I'm not going to go in depth analyzing the Palistinian situation nor how outrageous this is (Israel gets to just keep other peoples tax money? Can I stop paying taxes to the U.S. government until it stops its illegal wars? Some how I doubt it.)

But there is a striking parrallel here between what is happening to the newly elected Palistinian government and what happened to the Venezuelan government a few years ago. In December 2002 the Venezuelan opposition, quite possibly with the U.S. advising it, launched a strike to shut down the Venezuelan oil industry and deprive the government of money it needed to run the country. None other than the former PDVSA president Roberto Guisti said the government wouldn't survive a week without oil exports. This was full scale economic warfare, or better yet, terrorism. Hundreds of thousands of people lost their jobs. People couldn't drive their cars so, for example, taxi drivers lost all their income. There were huge shotages of propane for stoves. People I know were forced to chop up old furniture and burn it in order to cook.

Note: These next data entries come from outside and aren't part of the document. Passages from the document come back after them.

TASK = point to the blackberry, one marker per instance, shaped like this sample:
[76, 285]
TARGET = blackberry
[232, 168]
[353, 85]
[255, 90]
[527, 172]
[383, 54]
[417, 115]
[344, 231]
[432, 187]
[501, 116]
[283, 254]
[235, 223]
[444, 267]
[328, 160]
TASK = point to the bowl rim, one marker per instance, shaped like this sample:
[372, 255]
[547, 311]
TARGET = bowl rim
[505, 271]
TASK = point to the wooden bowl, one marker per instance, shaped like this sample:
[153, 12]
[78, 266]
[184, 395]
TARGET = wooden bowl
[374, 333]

And what were the aims? To overthrow the government. Faily that, it was hoped to at least "make the economy scream" so that Venezuelans would turn on Chavez and vote him out at the first oppertunity. You just can't get any more cynical and undemocratic than that - except of course for the U.S. and Israel who are now doing the exact same thing. In any event, it didn't work. Most Venezuelans kept working and the country recovered. The electoral strategy of pissing people off at Chavez backfired as when the economy revered people realized that all the hardship wasn't Chavez's fault but rather the fault of a extremely cynical and selfish opposition. So the first chance they go Venezuelan's punished the opposition giving it a huge defeat and making it clear they will now give it a huge defeat in any vote.

Hopefully, the same will happen in this situation. The Palistinians will realize who is causing their suffering. And causing this suffering simply because they excercised their fundamental rights. Hopefully, this will make them even more determined to fight for a just resolution to their plight. And Venezuela, having been there and done that, should stand shoulder to shoulder with them the whole way. I trust they will.